Fitch did not start the Dobbs case, however. When Mississippi lawmakers passed a 15-week abortion ban written by the Arizona-based Alliance Defending Freedom in 2018, then-Democratic Mississippi Attorney General Jim Hood defended the ban to the 5th U.S. Circuit Court of Appeals after the Jackson Women’s Health Organization sued to block it. After he left office in 2020, Fitch took over the case and appealed the case to the U.S. Supreme Court.
The incumbent celebrated the anniversary of the Dobbs decision by speaking at the National Celebrate Life Day event in Washington, D.C. on Saturday, June 24.
“And so the reign of Roe v. Wade is over,” Fitch said on Saturday. “But now that it’s here, it’s our time to act. We must rise up to the occasion and act. Because until we can give women—especially the most vulnerable of women—all that they need so their children can thrive; until we can make the changes in our laws that are just as compassionate as our hearts; and until we can change the hearts and minds of all of our fellow Americans—until then, our dream of a society that fully embraces the inherent dignity of human life will not truly be the reality.”
The attorney general called on anti-abortion activists to push policies that “support women when they are pregnant and nurturing a young family”; to “help them to be upskilled and educated and provide resources to them”; to “make quality, affordable, accessible child care (available) in our states”; to “promote workplace flexibilities … so that women can be the mothers they want to be and at the same time pursue their professional dreams”; to “support child support enforcement and make the fathers responsible equally for their children”; and to “fix the broken foster care and adoption systems.”
“We have to get those beautiful children into loving, thriving homes as quickly as possible to be their forever homes. … This is the job the Supreme Court gave us one year ago today,” Fitch declared.
On the steps of the Mississippi Capitol Building in Jackson on June 23, though, Martin criticized Fitch for spending years focused on outlawing abortion as dozens of hospitals struggle to stay open and continue providing services. Since the Dobbs decision, several hospitals have closed maternity wards and stopped delivering babies; the Mississippi Delta recently lost the region’s only neonatal intensive care unit.

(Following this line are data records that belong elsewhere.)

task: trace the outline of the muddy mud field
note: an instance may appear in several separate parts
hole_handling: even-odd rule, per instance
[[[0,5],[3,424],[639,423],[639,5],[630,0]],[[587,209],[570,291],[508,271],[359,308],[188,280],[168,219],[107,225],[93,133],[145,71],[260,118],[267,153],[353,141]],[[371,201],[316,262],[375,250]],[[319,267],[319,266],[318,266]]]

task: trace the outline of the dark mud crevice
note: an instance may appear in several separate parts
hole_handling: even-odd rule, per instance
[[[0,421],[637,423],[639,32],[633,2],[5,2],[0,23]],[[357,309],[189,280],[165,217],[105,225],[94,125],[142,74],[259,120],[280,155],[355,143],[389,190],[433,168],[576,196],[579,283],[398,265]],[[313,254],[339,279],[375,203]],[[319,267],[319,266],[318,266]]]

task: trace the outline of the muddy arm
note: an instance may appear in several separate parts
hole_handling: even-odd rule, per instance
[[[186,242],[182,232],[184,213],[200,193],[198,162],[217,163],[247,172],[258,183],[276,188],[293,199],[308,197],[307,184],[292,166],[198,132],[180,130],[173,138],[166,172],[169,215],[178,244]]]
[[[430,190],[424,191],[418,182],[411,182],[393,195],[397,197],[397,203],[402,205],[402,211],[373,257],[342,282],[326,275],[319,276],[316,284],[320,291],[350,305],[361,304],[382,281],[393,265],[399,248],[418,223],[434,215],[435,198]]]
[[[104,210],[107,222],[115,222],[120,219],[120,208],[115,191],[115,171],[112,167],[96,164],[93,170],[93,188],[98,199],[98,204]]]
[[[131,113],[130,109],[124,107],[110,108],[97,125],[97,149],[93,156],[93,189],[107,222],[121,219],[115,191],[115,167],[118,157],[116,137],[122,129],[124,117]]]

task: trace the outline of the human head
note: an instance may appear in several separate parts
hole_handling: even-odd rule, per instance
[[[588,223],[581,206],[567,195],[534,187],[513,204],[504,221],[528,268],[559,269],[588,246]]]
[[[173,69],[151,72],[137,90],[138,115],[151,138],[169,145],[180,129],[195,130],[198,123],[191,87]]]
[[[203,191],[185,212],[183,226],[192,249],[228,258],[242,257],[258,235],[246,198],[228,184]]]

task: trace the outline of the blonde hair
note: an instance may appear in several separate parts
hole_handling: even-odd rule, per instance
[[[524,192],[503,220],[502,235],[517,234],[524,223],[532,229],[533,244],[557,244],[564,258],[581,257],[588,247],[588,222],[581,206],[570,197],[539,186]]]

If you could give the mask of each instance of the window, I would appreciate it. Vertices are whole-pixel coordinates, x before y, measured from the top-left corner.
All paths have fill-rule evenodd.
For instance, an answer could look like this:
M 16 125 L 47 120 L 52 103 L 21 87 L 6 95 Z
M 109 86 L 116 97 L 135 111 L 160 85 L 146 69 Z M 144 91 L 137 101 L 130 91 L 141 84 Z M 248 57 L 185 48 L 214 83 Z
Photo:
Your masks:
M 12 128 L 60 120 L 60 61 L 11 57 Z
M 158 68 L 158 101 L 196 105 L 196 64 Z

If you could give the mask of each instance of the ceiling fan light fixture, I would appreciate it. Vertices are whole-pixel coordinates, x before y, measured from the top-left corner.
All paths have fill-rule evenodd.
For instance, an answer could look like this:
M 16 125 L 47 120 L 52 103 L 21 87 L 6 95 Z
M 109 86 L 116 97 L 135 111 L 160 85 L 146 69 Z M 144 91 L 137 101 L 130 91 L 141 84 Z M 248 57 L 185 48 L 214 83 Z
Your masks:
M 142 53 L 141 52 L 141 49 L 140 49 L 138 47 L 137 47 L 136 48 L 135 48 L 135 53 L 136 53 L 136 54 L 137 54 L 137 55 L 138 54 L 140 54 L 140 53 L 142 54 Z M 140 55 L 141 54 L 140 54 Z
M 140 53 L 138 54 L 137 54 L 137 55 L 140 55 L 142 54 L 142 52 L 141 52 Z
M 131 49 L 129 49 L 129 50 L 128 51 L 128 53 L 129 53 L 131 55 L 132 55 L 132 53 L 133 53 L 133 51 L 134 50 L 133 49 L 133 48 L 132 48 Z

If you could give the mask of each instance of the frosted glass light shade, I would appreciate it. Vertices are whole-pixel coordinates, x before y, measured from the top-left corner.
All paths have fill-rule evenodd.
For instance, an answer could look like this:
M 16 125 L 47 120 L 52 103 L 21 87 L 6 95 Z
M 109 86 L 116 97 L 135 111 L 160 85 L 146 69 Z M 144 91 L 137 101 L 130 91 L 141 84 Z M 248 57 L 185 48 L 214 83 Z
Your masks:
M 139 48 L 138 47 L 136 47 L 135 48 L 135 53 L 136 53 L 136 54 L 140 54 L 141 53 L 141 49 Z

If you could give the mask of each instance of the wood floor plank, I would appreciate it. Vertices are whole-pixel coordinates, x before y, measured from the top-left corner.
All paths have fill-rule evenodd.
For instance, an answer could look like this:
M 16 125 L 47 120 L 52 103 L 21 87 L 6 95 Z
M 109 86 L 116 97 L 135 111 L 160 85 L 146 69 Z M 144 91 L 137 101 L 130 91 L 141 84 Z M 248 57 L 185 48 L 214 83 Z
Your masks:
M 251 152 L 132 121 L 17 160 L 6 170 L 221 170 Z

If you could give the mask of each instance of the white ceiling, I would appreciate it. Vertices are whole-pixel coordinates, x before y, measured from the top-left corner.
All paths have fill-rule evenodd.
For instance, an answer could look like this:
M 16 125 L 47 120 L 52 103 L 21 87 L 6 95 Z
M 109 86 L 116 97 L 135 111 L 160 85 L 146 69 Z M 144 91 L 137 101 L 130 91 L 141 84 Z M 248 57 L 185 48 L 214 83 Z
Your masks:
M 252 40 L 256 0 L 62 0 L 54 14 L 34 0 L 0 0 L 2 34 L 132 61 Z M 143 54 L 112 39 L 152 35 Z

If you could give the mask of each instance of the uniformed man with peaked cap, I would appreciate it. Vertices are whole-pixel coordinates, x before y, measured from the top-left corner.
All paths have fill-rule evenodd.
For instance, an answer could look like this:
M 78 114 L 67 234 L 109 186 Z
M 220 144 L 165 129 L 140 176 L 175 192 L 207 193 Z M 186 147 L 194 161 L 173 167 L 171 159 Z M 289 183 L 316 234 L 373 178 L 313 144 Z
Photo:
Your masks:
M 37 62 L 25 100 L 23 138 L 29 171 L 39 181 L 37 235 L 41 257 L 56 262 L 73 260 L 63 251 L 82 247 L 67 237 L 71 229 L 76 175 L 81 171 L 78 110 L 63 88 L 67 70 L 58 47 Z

“Mississippi is in a health care crisis—the last thing our communities need is a dangerous decision that levies more harmful restrictions or that limits our health care freedoms,” Martin said.
Planned Parenthood Southeast Mississippi State Director Tyler Harden joined Martin at the press conference.
“Mississippians deserve lawmakers who care about their health,” Harden said. “The hypocrisy of anti-abortion lawmakers celebrating the Dobbs decision but ignoring the closure of rural hospitals is not lost amongst constituents. Maternal and infant mortality rates continue to skyrocket, especially amongst Black families. This November, Mississippians have the opportunity to hold them accountable at voting precincts across the state.”
The primary elections for all statewide and legislative offices are Aug. 8, 2023, with the general election following on Nov. 7, 2023. The deadline to register to vote in the August primaries is July 10, 2023.